Satee/Satay (1904, 1920); Oyster Crackers (1857)

Bapopik at AOL.COM Bapopik at AOL.COM
Mon Dec 16 03:00:52 UTC 2002


   OED has 1934 for "satay."  This is one of the national dishes of the East Indies, but I didn't see it in early explorers' journals.

by Raden Adjeng Kartini
translated from the original Dutch by
Agnes Louise Symmers
New York: Alfred A. Knopf

Pg. 242:  And it was not the despised "nonas"* who did this, but white people of unmixed blood; educated, and brought up with every advantage.
*A half-breed, child of a native mother and European father.

Pg. 306 (August 10, 1904 letter):  Every time a goat or a sheep is butchered a tax of twenty cents is paid.  A Satee*-merchant who butchers two every day, must pay this tax, which amounts to one hundred and forty-four florins in the course of a year.
*Satee is a dish composed of meat strung on a stick and roasted.

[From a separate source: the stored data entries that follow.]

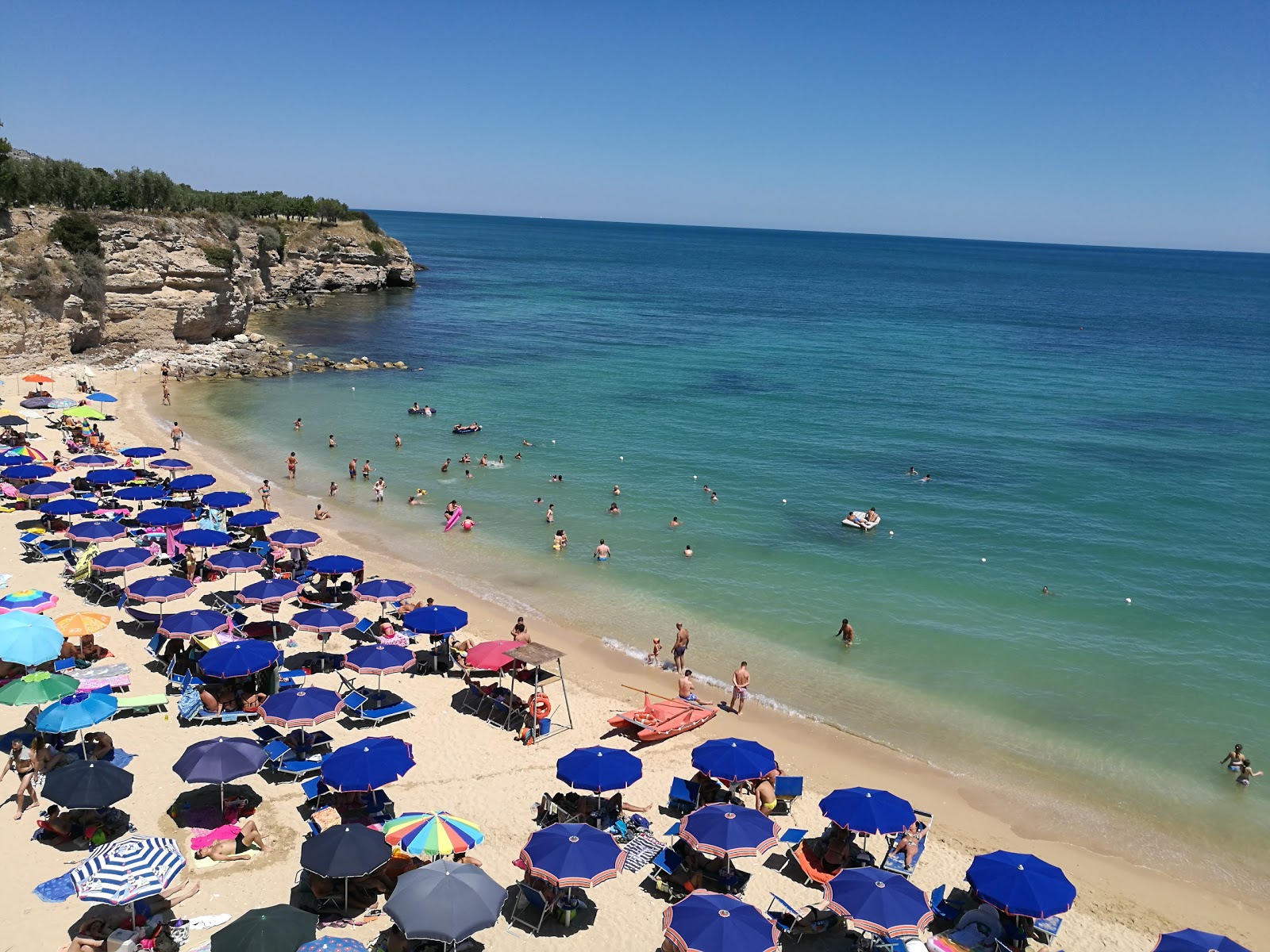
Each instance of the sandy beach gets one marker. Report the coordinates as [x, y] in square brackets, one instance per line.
[482, 774]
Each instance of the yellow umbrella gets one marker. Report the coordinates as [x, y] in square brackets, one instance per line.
[80, 624]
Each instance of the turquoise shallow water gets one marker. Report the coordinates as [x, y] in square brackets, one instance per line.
[1095, 420]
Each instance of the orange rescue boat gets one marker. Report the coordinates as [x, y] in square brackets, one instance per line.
[664, 719]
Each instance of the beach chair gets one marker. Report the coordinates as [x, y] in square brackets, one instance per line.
[685, 797]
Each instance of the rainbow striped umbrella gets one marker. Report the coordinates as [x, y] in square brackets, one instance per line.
[431, 835]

   OED has 1873 for "oyster crackers."

   FRESH LEAVES by Fanny Fern, (New York: Mason brother, 1857), MOA-Michigan Books database, pg. 72:
   ...a basket of oyster crackers...

   21 December 1858, NEW YORK TIMES, pg. 5 ad:
   Buy Bond's Celebrated Boston and Oyster Crackers for the Holidays.

(This ad possibly appeared earlier in the American Periodical Series.  I'll check that again when I buy another Columbia library pass next year--ed.)